Jesus and the Multitudes

From the examples of Jesus feeding the multitudes some have made the following arguments:

  • Jesus fed unbelievers, therefore the church is authorized to provide social meals and social services for non-Christians.
  • Jesus used food as a lure to attract people, so the church is authorized to use food and other physical things as a way to open up opportunities to share the gospel with others.

Yet consider the following observations:

  • Jesus was not a local congregation. He was not acting as a church, rather He was acting as an individual. There is a difference between the work of an individual and the work and obligations of a local congregation. For example see 1 Timothy 5:16.
  • Jesus actually rebuked the multitudes for following Him in the hopes of getting a free meal (John 6:26-27).
  • Jesus worked a miracle to provide this food, and the purpose was to help people see that God was with Him (Acts 2:22).
  • Jesus equally healed the sick, yet that does not authorize the local congregation to provide health care services for the world.

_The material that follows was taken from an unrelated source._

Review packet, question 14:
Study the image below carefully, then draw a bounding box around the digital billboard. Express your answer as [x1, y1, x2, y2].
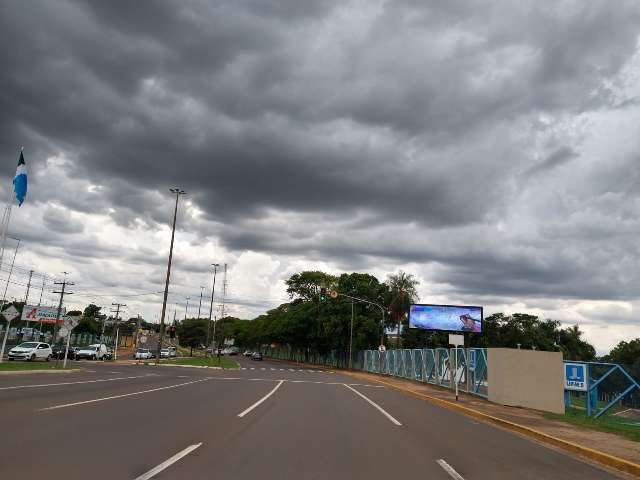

In 1951 B.C. Goodpasture wrote the following in the Gospel Advocate Lesson Commentary, “It is not the mission of the church to furnish amusement for the world or even for its own members… The church was not established to feature athletics… For the church to turn aside from its divine mission to furnish amusement and recreation is to pervert its mission. Building recreation rooms, and providing and supervising recreational activities at the expense of the church, is a departure from the simple gospel plan as revealed in the New Testament… The church might as well relieve the parents of feeding and disciplining all the young people at church expense as to take over the job of entertaining and supervising the recreation at church expense” (p. 229).